“Small Box,” a one-act opera premiering at 7 p.m. Saturday in the Buskirk-Chumley Theater, will present a look at life on death row.
The librettist, Bruce Pearson, relied on his 20 years of experience as a volunteer teacher in a death row unit in a South Carolina prison to create a personal and genuine production.
“It’s set in the visitors’ room in the death row unit in South Kentexiana, which is a fictional place, but familiar nonetheless,” Pearson said. “Everything in the drama is based on things either I have seen myself or heard from others who were present.”
The production has been a speedy collaboration of current IU students, alums and Bloomington residents.
In looking for a composer, Pearson connected with Herman Whitfield III, an IU alumnus living in Indianapolis, and a few months ago was introduced to graduate student Lesley Delk, the show’s stage director.
“I read Bruce’s libretto, and I thought it was something that sounded like an interesting project,” Delk said. “I was interested because it didn’t preach one point of view over another. It just simply is a psychological human drama, and I think that it gives people something to think about, whether they are in favor of the death penalty or opposed to it, or even just indifferent or neutral to the subject.”
Delk said the show allows people to consider how they are affected by society’s widespread influence.
“I don’t think of it as being a political work,” he said, though the opera addresses controversial issues. “I think of it more as being very humane, very much about individuals – eight individuals who in their own way are coping with a very difficult situation.”
In choosing to make an opera out of his work, Pearson also intends to bring human emotion to the topic.
“Music can bring out the emotions that are part of human life in a way that spoken drama can’t,” Pearson said.
The production includes a live orchestra, many of whom are IU alumni, Pearson said.
Because of a tight rehearsal schedule, Pearson only recently had the opportunity to hear the live accompaniment.
“It just blew me away – when you hear the whole orchestra, the music is so well suited to the emotional impact of people facing a life-and-death situation,” he said.
Both Pearson and Delk praised the cast for the work they have done on this production.
“I am just pleased and honored to be working with them,” Delk said. “That makes it very much worthwhile to me.”
Senior Lisa Runion plays Ms.
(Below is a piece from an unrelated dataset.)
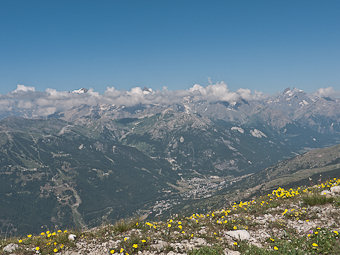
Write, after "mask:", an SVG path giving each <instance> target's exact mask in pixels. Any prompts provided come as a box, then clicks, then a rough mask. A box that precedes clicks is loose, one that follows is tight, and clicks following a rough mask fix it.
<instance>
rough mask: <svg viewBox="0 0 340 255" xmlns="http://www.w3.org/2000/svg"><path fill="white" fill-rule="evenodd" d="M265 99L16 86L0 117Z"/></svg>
mask: <svg viewBox="0 0 340 255" xmlns="http://www.w3.org/2000/svg"><path fill="white" fill-rule="evenodd" d="M336 93H338V92H336V91H335V90H334V89H333V88H322V89H319V90H318V91H317V92H316V94H317V95H318V96H334V95H335V94H336ZM265 97H266V96H265V95H264V94H263V93H261V92H257V91H255V92H252V91H251V90H249V89H238V90H237V91H230V90H229V88H228V86H227V84H225V83H224V82H218V83H216V84H209V85H208V86H202V85H199V84H195V85H193V86H192V87H191V88H189V89H186V90H173V91H172V90H168V89H167V88H165V87H164V88H163V89H161V90H155V91H154V90H152V89H147V88H144V89H143V88H140V87H135V88H132V89H130V90H118V89H116V88H115V87H107V88H106V90H105V92H104V93H103V94H100V93H98V92H96V91H94V90H93V89H89V90H87V89H79V90H75V91H71V92H70V91H58V90H56V89H51V88H48V89H46V90H45V91H36V90H35V88H34V87H28V86H25V85H17V88H16V89H15V90H14V91H12V92H10V93H8V94H6V95H1V94H0V113H2V114H3V115H6V114H5V113H6V112H7V113H8V112H21V113H22V112H24V114H21V115H24V116H25V113H27V116H28V117H29V116H33V117H34V116H37V117H39V116H48V115H51V114H54V113H57V112H62V111H65V110H68V109H71V108H73V107H77V106H81V105H99V104H107V105H115V106H123V105H124V106H134V105H138V104H152V105H170V104H175V103H183V102H186V101H188V100H190V101H200V100H207V101H209V102H217V101H226V102H229V103H234V102H237V101H238V100H241V99H244V100H247V101H251V100H261V99H264V98H265Z"/></svg>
Prentice in the production, an attorney for one of the inmates.
Runion said she appreciates that Pearson is available to speak with the cast about the real-life characters their roles are based on.
“The impression I got from my character is that she really wants to help people because she is very optimistic and she feels she can make a difference with these people,” Runion said. “But then there are hints in the show where she is starting to get pulled in the system herself and gets lost in the bureaucracy of it.”
Saturday marks Runion’s debut performance in an opera.
“I was very happy when I got this,” she said. “They pulled us out of cattle calls – it’s a nice surprise.”
Overall, Pearson says he hopes viewers will leave with a broadened perspective.
“One of the strange things about a death row unit is that even though people are under a death sentence, there is a long, drawn-out appeals process, and in the meantime, you carry on, you just live a normal life in so far as possible,” Pearson said.